After hearing about the problems with the supply chain, I began my holiday shopping about a month ago. The first items I hunted for were sweaters for some of my friends. I sifted through my pile of …
After hearing about the problems with the supply chain, I began my holiday shopping about a month ago. The first items I hunted for were sweaters for some of my friends. I sifted through my pile of catalogs from sites like “B.B. Lean” and “Wool World.” In my copy of “Vermont Man” I found a cardigan that looked good even though the male model wearing it looked too much like Bernie Sanders. I also saw a pair of insulated hiking boots that could be useful during a Sullivan County winter. As I began to fill in the order form, I decided that instead I would go to their website to expedite my purchase online.

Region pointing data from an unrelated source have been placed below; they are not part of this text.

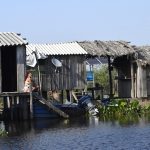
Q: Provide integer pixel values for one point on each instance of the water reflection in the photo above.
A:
(79, 133)
(19, 128)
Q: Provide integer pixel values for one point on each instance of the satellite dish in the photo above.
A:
(56, 62)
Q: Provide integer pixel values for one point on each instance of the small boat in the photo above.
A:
(84, 105)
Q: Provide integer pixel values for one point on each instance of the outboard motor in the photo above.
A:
(86, 103)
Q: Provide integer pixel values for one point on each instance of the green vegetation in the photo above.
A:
(3, 133)
(122, 107)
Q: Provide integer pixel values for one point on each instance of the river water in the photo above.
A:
(77, 134)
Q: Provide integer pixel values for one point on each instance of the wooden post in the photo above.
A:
(0, 73)
(110, 77)
(62, 96)
(132, 82)
(31, 105)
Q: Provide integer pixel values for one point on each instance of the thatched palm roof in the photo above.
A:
(107, 48)
(143, 54)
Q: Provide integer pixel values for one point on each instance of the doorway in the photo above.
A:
(9, 69)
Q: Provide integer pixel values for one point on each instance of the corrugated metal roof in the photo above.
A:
(72, 48)
(11, 39)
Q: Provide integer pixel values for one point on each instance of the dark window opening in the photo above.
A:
(9, 69)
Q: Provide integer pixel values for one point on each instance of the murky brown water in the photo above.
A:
(77, 134)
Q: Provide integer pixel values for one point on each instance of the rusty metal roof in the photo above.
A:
(72, 48)
(11, 39)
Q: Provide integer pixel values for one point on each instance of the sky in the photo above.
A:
(55, 21)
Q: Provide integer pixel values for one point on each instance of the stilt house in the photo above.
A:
(120, 55)
(63, 66)
(12, 62)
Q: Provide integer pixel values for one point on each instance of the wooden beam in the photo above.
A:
(55, 109)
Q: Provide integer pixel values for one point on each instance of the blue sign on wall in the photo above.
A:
(89, 75)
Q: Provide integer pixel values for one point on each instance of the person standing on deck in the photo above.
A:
(30, 85)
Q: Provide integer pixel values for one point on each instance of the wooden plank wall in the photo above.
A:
(71, 75)
(0, 73)
(141, 81)
(148, 80)
(21, 61)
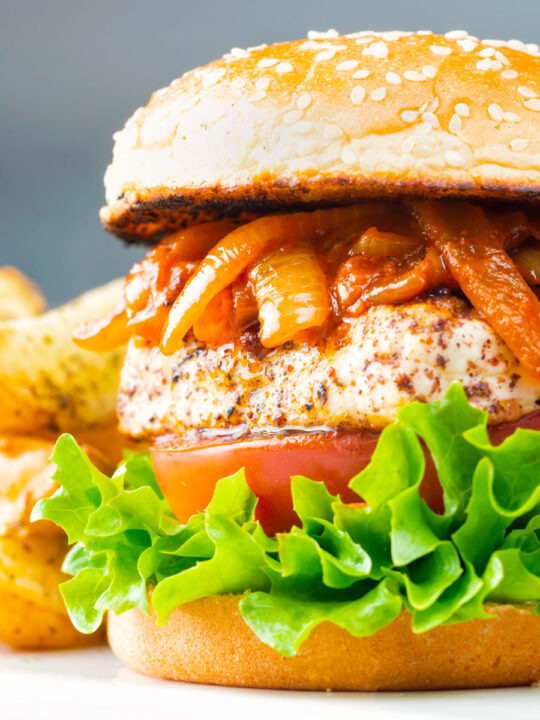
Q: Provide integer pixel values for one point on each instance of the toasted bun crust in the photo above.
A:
(207, 641)
(330, 120)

Shopping online was another reckoning with the algorithm nightmare. An algorithm is a set of programed rules to be followed by computers in problem solving calculations. Despite the name and pronunciation, an algorithm has little if anything to do with the former Vice President of the United States, Al Gore. Ignore the rumors, Al Gore did not invent the internet. He did however push through legislation that contributed to other people developing the internet.
The origins of the word algorithm date back to the ninth century to a wizard mathematician named Muhammed ibn Musa al-Khwarizmi. Somehow when his last name was translated eventually into English, the word algorithm was born. Anyway, algorithm is easier to pronounce than al-Khwarizmi so it stuck around.
I mention algorithm because if you have ever searched for something on the internet you soon see many unwanted results on sites like Google and Facebook. Whatever you search for, the algorithm generates advertisements that pop up from sites somehow related to your initial inquiry.
Let us pretend that during this holiday season you decide to forego the traditional ham or turkey. For some bizarre reason, you decide that it is time to introduce your kids to something more exotic…snails. Cranking up your trusty Commodore 64 computer and after deleting the game of Space Invaders you started in 1978, you go on a social media site for recipes and type in “snails.” Within minutes you are reading pop-up articles about slime, shells and escargot.
Realizing that most civilized people do not include snails as part of their diet, years ago the head chef in France, le chef cuisinier, declared that snails would be only known as escargot. Here is an example of one result. Anson Brown, from Nebraska, took his family to a fancy meal in Paris. The waiter suggested they try the escargot. When their meal arrived, Mr. Brown stared at the plate and uttered, “Hey, somebody cleaned out the fish tank. Let’s get outta here.” The Browns hastily left the restaurant and dined at McDonald’s and KFC for the rest of their vacation.
As a warning to my readers who are planning a trip to Paris, besides escargot, stay away from cuisses de grenouille, especially if you have children. You do not want to explain to your kids that those frog legs are not Kermit’s.
As you look for recipes, an algorithm is sending your search to any site that is somehow related to snails. You get pop-up ads from UPS, Fed Ex and the U.S. Postal Service talking about snail mail. Eventually, you even are directed to a website about the actor Ted Knight. How did the algorithm get to Ted Knight? Well, if you ever saw the movie “Caddyshack,” he played Judge “how’d you like to mow my lawn” Smails. Snails, snail mail, Smails…put them together and what have you got? Bibbidi-bobbidi-boo. You have the unwanted result of an algorithm, with a tip of my hat to the movie, Cinderella.
Following another algorithm, I imagine that searching the internet for escargot, instead of snails, would trigger pop-ups about many things including the Shelby race car. Why did the computer algorithm produce that? Well, as portrayed by Matt Damon in the movie “Ford vs. Ferrari,” Shelby designed a really fast car. He made that “S” car go!